Peru – Cusco Conquistadors, altitude sickness and Incas
It is not often you walk off an aeroplane to be greeted by the passenger in front of you collapsed on the floor.
But then again not everywhere is 3,400m above sea level.
The doorway to the Inca Trail, Cusco is a city that can take a little time to acclimatise to.
Not that there is anything wrong with this Peruvian treasure, it’s just that it leaves you breathless in more ways than one.
The altitude results in the hardiest tourists puffing as they climb even the slightest of stairways, a sobering thought when you know the Andean mountain peaks you can see in the distance are mere foothills compared to those waiting on the Inca Trail.
Once lungs have adjusted and plenty of the local Coca tea – yes, the leaves used are the basic ingredients for cocaine, but don’t let that put you off – drunk, then there is plenty to see and do in Cusco.
The city itself is a tourist mecca; complete with scores of street hawkers, friendly stray dogs that loll in the road or saunter across it whether a car is approaching or not, and restaurants, cafes and pubs by the tonne.
Central to it all is the impressive Plaza de Armas. This main square based on the original plaza Huacaypata was constructed during the founding of Cusco in the 12th century.
These days it is often used by bands or as a meeting place for tourist groups.
Cusco is home to a large number of churches, built after the Spanish conquest. The most famous of these is La Catedral, which overlooks the Plaza de Armas.
Built in 1560, significantly on the site of Inca Viracocha’s palace, it is the Baroque style jewel in the Conquistadors crown.
Inside it is spectacularly decorated, with more than 400 paintings including the Last Supper by Marcos Zapata. An example of the Cusco School of Painting genre which blended local culture with Christian imagery, the Last Supper somewhat bizarrely features a platter of cuy – or guinea pig.
The inside of the cathedral is a welcome escape from the heat of the Peruvian sun, although the richness of its interior is in stark, and somewhat distasteful, contrast to the beggars found on the streets outside.
Away from the colonial influences, the city still contains much Incan and pre-Incan architecture. As well as classic Incan walls, Cusco is home to tight fitting sculpted stone from the megalithic era including one stretch of wall in which even a human hair couldn’t be fitted between the bricks.
Many of the stones in these walls have been shifted around slightly by numerous earthquakes over many centuries, but they are still standing and show no sign of coming down.
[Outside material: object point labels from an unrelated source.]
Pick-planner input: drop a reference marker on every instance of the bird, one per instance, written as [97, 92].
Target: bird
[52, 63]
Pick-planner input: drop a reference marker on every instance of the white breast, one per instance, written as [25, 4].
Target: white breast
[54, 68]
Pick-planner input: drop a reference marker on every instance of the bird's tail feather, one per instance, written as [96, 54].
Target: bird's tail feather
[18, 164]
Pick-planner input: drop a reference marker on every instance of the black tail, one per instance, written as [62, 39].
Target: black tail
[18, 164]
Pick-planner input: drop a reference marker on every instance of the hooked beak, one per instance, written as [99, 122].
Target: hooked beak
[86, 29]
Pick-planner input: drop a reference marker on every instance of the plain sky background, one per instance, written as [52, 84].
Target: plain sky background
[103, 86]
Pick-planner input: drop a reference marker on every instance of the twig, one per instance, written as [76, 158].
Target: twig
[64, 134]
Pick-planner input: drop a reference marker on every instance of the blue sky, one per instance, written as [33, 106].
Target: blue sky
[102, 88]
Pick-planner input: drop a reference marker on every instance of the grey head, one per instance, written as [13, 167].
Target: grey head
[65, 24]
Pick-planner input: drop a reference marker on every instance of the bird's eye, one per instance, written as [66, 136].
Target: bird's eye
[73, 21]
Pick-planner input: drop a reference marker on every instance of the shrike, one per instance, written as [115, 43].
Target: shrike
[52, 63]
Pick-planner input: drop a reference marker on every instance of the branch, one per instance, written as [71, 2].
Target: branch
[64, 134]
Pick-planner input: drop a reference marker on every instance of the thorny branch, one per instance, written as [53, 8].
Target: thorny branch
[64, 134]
One of the most popular sites is the impressive Saksaywaman complex, situated in the hills to the north of Cusco.
The Incan monument – translated as ‘Sexy Woman’ – is considered one of the most impressive ever built. When the Spanish Conquistadors visited the site, they couldn’t work out how the Peruvians had constructed it.
The conquerors blamed demons or maligned spirits, and even today many people believe aliens were responsible.
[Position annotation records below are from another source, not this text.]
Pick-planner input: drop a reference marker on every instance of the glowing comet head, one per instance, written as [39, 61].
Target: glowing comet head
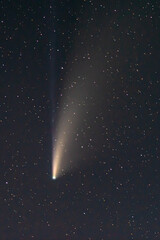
[54, 177]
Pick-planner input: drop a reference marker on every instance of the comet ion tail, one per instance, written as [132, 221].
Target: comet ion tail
[56, 160]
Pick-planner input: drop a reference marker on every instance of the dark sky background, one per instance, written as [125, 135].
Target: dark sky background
[115, 193]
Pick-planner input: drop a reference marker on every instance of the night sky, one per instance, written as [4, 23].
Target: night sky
[92, 67]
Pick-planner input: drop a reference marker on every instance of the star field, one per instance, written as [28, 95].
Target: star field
[92, 66]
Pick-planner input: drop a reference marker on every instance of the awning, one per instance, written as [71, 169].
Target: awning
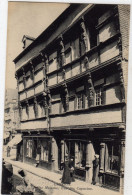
[16, 140]
[6, 135]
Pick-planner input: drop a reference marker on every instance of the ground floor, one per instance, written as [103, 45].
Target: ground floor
[50, 183]
[81, 145]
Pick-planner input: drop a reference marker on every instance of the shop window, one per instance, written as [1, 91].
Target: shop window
[99, 96]
[53, 61]
[80, 100]
[80, 154]
[24, 113]
[63, 106]
[45, 150]
[75, 49]
[29, 148]
[68, 53]
[41, 109]
[113, 158]
[31, 112]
In fact, it is thought the monument took 50 years to build and was constructed by a ‘crew’ of about 20,000 men, all working on it at various stages and for the common good – there were no slaves in Incan society.
The views from the site, both over Cusco and beyond, are spectacular; while the monument is incredibly constructed, made in the Incan manner with large polished dry stone walls built from boulders carefully fixed together without mortar.
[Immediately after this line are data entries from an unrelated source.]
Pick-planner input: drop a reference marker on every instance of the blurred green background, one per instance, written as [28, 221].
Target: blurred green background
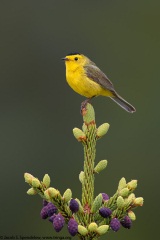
[39, 110]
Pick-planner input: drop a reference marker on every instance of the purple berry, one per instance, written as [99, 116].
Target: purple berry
[74, 206]
[105, 197]
[52, 218]
[58, 222]
[115, 224]
[105, 212]
[44, 212]
[44, 203]
[51, 209]
[72, 227]
[126, 222]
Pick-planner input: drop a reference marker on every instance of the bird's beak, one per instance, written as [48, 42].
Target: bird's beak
[65, 59]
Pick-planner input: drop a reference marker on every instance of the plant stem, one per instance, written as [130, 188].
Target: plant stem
[89, 158]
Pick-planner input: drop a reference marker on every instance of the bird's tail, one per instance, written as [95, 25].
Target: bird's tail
[123, 103]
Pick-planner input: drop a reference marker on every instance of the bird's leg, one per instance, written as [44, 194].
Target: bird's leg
[84, 104]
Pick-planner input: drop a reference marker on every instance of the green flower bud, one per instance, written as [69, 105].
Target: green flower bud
[92, 227]
[132, 184]
[36, 183]
[80, 205]
[81, 177]
[102, 130]
[28, 178]
[138, 201]
[124, 192]
[82, 230]
[97, 203]
[67, 195]
[88, 114]
[122, 183]
[120, 202]
[53, 192]
[79, 134]
[102, 229]
[31, 191]
[131, 215]
[46, 180]
[84, 127]
[100, 166]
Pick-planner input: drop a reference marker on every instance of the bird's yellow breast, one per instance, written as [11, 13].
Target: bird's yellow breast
[81, 84]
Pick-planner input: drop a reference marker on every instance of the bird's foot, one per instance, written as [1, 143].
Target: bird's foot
[83, 106]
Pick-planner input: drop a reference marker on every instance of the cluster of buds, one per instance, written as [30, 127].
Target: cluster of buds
[93, 216]
[107, 213]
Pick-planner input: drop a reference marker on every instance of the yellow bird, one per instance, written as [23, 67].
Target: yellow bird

Away from the history, Cusco caters for those with a sweet tooth through its fascinating chocolate museum.
Visitors can chart the chocolate making process from the cacao bean to the chocolate bar, and even take part in workshops where they can make their own chocolate.
These activities barely scratch the surface of what there is to do in Cusco, and that’s before you’ve even thought about launching yourself out onto the Inca Trail towards Machu Picchu.
Wandering the streets will throw a dozen new experiences at you, while there is nothing quite like enjoying a pint of Guinness in Paddy’s Pub – branded the highest Irish bar in the world.
Just make sure it doesn’t all go to your head before you leave the airport.